The basic plot of "Jude the Obscure" is that Jude Fawley, an intellectually gifted but poor young man, dreams of going to university, but instead becomes a stonemason. A naive young man, he is tricked into marriage at a young age by Arabella Donne, a more experienced woman. The marriage doesn't work out, they separate, and he later meets his cousin, Susan Brideshead, who quickly becomes engaged to Richard Phillotson, an older man who was previously the tutor of Jude. Susan is a liberated young woman, or at least supposes herself to be, and leaves her husband to live with Jude. (In the book, and at the time, them being cousins is not a problem. Them both being previously married, however, is.) The book follows their declining emotional and financial status at a time when being divorced meant being an outcast from society.
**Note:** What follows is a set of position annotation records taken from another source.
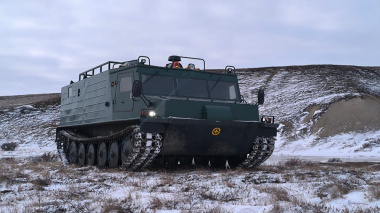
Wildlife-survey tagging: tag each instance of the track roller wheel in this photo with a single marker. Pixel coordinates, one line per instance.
(102, 155)
(82, 155)
(113, 155)
(126, 149)
(185, 160)
(218, 162)
(201, 160)
(171, 160)
(234, 161)
(73, 153)
(91, 155)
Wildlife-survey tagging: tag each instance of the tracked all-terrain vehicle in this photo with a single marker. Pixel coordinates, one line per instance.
(133, 114)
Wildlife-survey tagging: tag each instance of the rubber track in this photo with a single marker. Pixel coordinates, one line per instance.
(145, 149)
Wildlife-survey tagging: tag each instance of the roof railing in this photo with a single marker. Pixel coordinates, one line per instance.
(108, 64)
(99, 68)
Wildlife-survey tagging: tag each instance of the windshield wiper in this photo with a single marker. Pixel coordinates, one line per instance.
(217, 81)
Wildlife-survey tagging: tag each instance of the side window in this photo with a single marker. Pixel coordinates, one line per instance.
(70, 92)
(126, 84)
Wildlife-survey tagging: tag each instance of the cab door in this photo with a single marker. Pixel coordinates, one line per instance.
(123, 98)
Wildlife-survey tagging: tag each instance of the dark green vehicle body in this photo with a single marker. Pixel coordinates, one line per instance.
(198, 112)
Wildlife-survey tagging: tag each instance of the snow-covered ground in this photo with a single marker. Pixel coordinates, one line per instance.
(302, 99)
(292, 186)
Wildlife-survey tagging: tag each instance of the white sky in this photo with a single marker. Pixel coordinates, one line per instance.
(45, 44)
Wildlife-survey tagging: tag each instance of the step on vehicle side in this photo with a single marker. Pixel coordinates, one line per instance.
(132, 114)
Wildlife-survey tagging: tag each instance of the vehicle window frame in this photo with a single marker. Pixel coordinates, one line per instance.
(149, 77)
(233, 84)
(196, 79)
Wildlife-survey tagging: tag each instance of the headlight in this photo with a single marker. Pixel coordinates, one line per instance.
(267, 119)
(152, 114)
(148, 113)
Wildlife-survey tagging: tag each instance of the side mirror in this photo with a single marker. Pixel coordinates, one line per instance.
(137, 88)
(260, 97)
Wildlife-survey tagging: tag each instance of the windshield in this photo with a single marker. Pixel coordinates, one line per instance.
(158, 85)
(223, 90)
(188, 87)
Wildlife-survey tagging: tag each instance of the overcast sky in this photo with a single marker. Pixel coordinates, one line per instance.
(45, 44)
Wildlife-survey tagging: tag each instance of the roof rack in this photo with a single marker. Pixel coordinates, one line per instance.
(91, 72)
(108, 64)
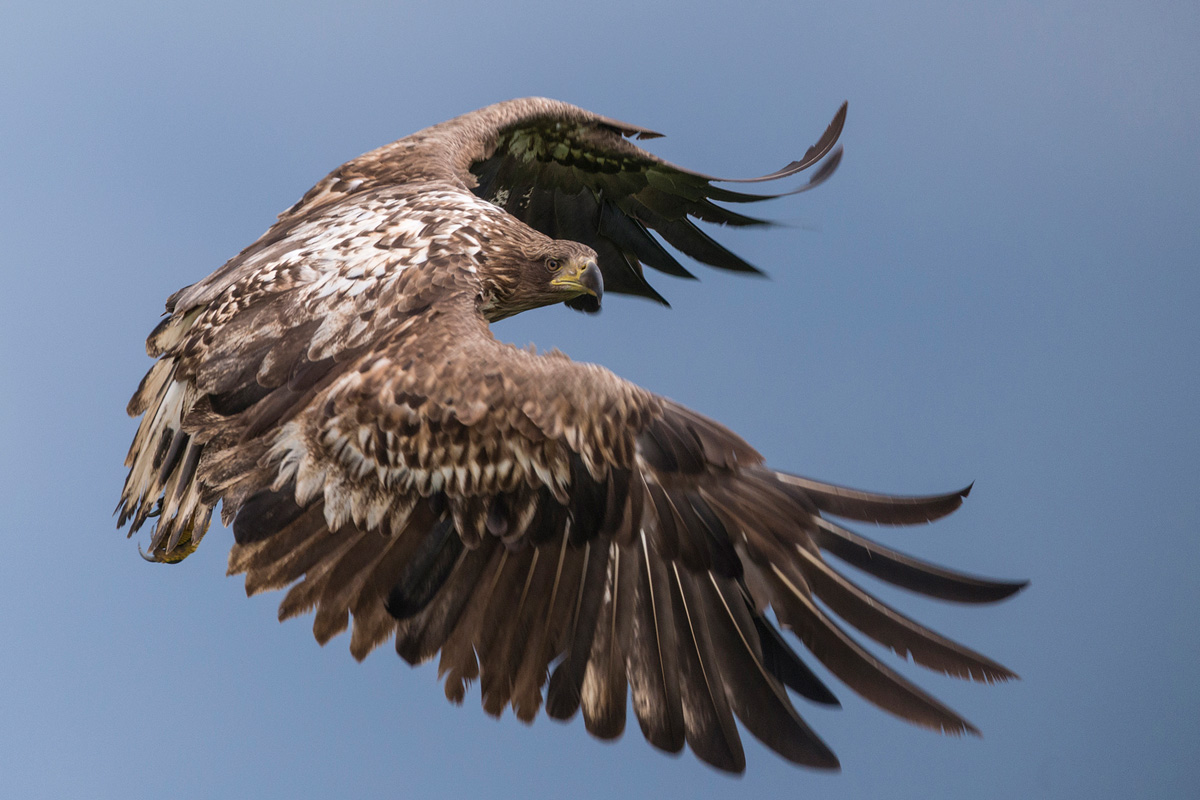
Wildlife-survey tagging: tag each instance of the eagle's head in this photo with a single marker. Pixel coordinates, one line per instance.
(543, 272)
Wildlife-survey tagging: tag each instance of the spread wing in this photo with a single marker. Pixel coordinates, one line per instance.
(573, 174)
(570, 540)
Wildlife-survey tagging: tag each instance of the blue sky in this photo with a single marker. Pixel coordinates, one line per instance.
(1000, 284)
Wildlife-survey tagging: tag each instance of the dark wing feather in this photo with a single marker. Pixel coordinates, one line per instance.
(564, 172)
(625, 554)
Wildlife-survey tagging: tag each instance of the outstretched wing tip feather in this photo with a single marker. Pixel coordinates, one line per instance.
(696, 645)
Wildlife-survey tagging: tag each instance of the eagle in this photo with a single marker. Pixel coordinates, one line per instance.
(556, 533)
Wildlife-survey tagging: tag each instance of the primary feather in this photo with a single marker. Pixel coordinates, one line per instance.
(552, 530)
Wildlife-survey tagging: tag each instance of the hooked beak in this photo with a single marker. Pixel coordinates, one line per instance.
(586, 278)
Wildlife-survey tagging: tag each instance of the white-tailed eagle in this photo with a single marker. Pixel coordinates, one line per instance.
(552, 530)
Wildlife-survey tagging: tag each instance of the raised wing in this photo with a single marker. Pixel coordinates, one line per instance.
(573, 174)
(580, 179)
(557, 533)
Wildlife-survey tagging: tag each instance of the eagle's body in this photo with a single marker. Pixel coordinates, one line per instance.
(337, 389)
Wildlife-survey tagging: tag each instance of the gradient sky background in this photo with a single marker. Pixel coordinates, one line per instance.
(1000, 284)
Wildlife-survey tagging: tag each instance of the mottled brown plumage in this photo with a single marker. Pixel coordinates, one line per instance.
(561, 535)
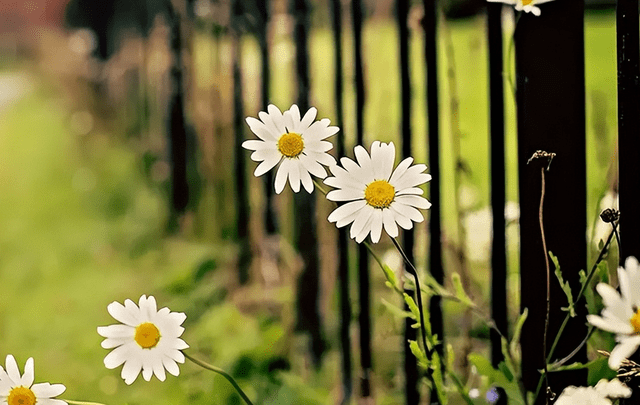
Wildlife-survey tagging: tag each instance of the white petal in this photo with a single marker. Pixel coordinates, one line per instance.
(305, 179)
(346, 210)
(46, 390)
(131, 369)
(27, 377)
(389, 222)
(12, 370)
(119, 355)
(361, 220)
(623, 350)
(376, 225)
(281, 175)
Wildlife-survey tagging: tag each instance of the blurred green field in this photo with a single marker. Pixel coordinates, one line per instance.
(82, 226)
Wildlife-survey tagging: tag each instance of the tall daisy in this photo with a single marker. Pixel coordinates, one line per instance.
(296, 143)
(528, 6)
(376, 195)
(622, 312)
(147, 339)
(20, 390)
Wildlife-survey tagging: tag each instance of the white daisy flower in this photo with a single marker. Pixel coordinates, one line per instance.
(622, 312)
(378, 195)
(146, 339)
(528, 6)
(17, 390)
(598, 395)
(297, 144)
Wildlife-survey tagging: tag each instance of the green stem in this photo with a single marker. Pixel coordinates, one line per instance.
(580, 294)
(414, 273)
(222, 373)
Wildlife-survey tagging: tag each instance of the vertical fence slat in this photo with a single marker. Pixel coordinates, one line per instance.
(498, 180)
(308, 294)
(628, 49)
(270, 218)
(412, 395)
(343, 237)
(436, 268)
(551, 117)
(176, 126)
(241, 187)
(364, 316)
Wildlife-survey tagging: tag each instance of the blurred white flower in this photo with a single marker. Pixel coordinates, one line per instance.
(621, 314)
(528, 6)
(146, 339)
(296, 143)
(598, 395)
(20, 390)
(378, 195)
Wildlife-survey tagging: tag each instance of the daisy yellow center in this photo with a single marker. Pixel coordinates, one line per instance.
(379, 194)
(21, 396)
(635, 321)
(147, 335)
(291, 144)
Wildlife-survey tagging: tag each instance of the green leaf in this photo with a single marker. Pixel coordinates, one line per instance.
(412, 306)
(419, 353)
(564, 285)
(394, 310)
(460, 293)
(392, 280)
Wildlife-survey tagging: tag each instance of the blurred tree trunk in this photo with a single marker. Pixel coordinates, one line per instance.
(241, 187)
(364, 300)
(551, 117)
(306, 238)
(496, 140)
(270, 219)
(177, 131)
(343, 237)
(628, 45)
(436, 269)
(412, 395)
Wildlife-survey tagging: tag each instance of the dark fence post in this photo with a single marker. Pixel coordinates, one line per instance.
(496, 140)
(412, 395)
(308, 317)
(628, 45)
(551, 117)
(241, 188)
(343, 237)
(364, 316)
(430, 26)
(270, 215)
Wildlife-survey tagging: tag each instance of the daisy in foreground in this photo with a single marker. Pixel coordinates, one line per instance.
(378, 196)
(20, 390)
(622, 312)
(528, 6)
(598, 395)
(147, 339)
(296, 143)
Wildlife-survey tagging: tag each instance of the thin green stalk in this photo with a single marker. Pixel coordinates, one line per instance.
(414, 273)
(222, 373)
(579, 296)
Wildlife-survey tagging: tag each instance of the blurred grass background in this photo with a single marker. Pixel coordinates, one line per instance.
(83, 208)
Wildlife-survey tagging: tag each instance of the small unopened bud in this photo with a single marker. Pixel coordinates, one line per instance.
(610, 215)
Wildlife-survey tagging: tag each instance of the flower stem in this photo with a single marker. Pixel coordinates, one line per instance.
(411, 268)
(222, 373)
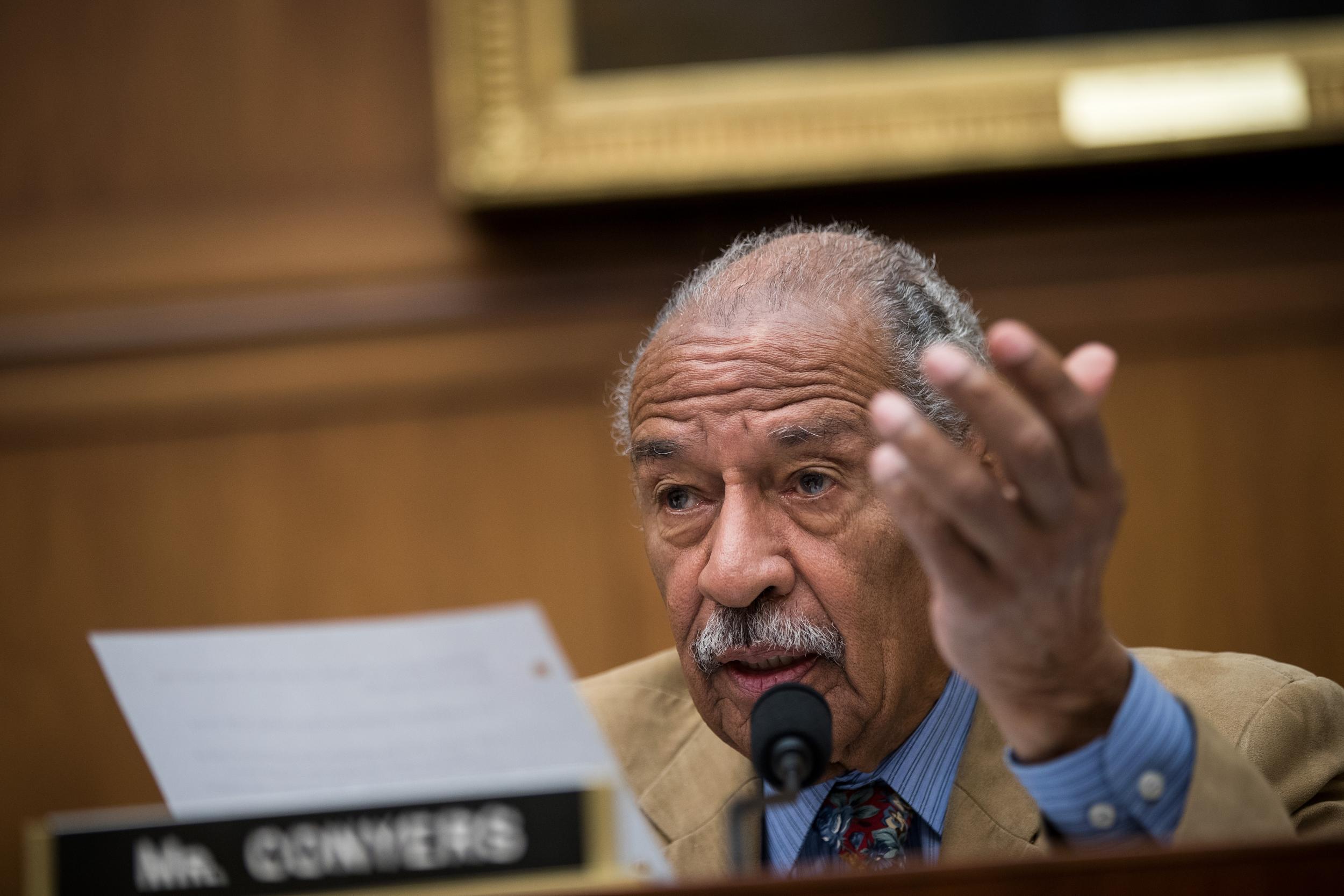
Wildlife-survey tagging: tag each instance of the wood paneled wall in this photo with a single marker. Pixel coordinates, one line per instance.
(253, 369)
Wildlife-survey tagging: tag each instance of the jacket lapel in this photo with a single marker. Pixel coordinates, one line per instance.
(990, 813)
(689, 802)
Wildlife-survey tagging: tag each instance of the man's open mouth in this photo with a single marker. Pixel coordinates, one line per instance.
(754, 672)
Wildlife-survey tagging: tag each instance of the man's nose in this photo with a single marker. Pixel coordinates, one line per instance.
(746, 554)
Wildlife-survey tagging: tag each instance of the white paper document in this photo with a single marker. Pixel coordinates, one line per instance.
(289, 718)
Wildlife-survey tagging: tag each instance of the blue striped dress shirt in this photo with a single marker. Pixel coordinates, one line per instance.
(1131, 782)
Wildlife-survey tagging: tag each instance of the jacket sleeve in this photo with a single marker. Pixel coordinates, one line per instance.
(1283, 776)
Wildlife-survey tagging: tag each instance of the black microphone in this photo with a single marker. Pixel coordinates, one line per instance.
(791, 747)
(791, 736)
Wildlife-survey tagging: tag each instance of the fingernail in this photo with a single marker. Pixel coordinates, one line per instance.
(1011, 343)
(888, 462)
(945, 363)
(891, 412)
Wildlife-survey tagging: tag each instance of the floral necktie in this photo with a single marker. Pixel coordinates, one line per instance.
(866, 827)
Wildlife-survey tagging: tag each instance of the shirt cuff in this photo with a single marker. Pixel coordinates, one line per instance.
(1129, 782)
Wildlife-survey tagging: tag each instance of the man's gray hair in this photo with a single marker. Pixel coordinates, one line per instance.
(912, 304)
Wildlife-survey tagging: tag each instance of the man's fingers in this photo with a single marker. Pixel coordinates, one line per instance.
(944, 554)
(1092, 367)
(955, 484)
(1035, 369)
(1017, 432)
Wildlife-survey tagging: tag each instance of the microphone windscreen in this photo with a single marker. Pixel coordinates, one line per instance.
(791, 709)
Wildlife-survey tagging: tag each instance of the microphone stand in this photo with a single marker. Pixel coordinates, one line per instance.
(791, 766)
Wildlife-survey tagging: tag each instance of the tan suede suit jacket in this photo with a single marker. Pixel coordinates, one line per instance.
(1269, 761)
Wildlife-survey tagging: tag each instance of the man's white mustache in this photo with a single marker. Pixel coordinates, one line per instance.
(764, 623)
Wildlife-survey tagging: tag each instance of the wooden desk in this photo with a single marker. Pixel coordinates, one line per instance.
(1289, 868)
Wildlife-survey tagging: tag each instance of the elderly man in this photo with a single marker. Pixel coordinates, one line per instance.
(838, 491)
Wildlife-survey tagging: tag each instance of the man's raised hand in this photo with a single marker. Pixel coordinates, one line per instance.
(1015, 550)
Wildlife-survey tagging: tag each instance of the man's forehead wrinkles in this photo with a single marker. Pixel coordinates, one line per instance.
(744, 399)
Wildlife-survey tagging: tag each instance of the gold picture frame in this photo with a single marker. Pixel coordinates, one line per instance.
(519, 125)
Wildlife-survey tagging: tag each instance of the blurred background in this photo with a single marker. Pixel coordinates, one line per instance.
(261, 359)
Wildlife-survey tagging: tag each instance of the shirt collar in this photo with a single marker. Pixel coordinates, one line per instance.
(921, 771)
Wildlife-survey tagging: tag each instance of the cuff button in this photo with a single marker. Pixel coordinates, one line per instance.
(1101, 816)
(1152, 785)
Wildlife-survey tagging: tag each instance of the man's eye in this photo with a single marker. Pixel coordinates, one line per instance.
(813, 484)
(678, 499)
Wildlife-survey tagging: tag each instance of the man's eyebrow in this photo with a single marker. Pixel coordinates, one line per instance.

I wrote a bit about The Mayor of Casterbridge, and most of what I wrote there very much applies to this book. At times, Jude the Obscure is a socially and psychological realistic novel that shows the personal consequences of people trapped in restrictive and demeaning social norms. But at other times, the soap opera like contrivances of the book's quadrangle, as the two pairs break up and rejoin, and lost children are rediscovered, is painfully melodramatic. This comes to a head in the book's key scene: Jude and Arabella's son, called "Father Time" for his precocious seriousness, murders Jude and Susan's children, and then commits suicide, because he feels that the children are keeping his parents in poverty. When I read the scene, I was confused, because while I thought I had been following the text closely, I missed the fact that several years had passed, and Susan had children by Jude. The children are, in fact, never mentioned or given personalities, except for their role as sacrificial victims to move the plot along. Consider the following line of dialogue:

"We went about loving each other too much -- indulging ourselves to utter selfishness with each other! We said -- do you remember? -- that we could make a virtue of joy. I said it was nature's intention, Nature's law and raison d'etre that we should be joyful in what instincts she afforded us-- instincts which civilization had taken upon itself to thwart. What dreadful things I said! And now Fate has given us this stab in the back for being such fools as to take Nature at her word!"
That speech was given an hour or two after she discovers her two children murdered and her step-son dead by suicide. Within the book, the purpose of the episode is clear: it shows that Susan, despite her claims of liberation, is psychologically unprepared for what that means in real life. But the point is made in a heavy-handed, unrealistic, and tasteless way, with the deaths of three children. Even after their deaths, the psychological crux of the novel is that Jude and Susan divorced their first spouses. Even given the much greater social taboos of the time, the characters seem to wallow in what (to me) seems like a fairly pedestrian situation. Even given the fact that I am reading a novel in 2020 that was written in 1895, the book seems contrived. Melodramatic circumstances are put together so the author can push the story along in a way that doesn't seem natural.

All of the usual caveats should be applied here: Hardy was writing in a different time and parts of the book that would have made it more coherent couldn't be included due to censorship. The book is historically important. Parts of it are very well written. But as it is now, I just couldn't take it seriously, because such a crucial part of the book felt so contrived.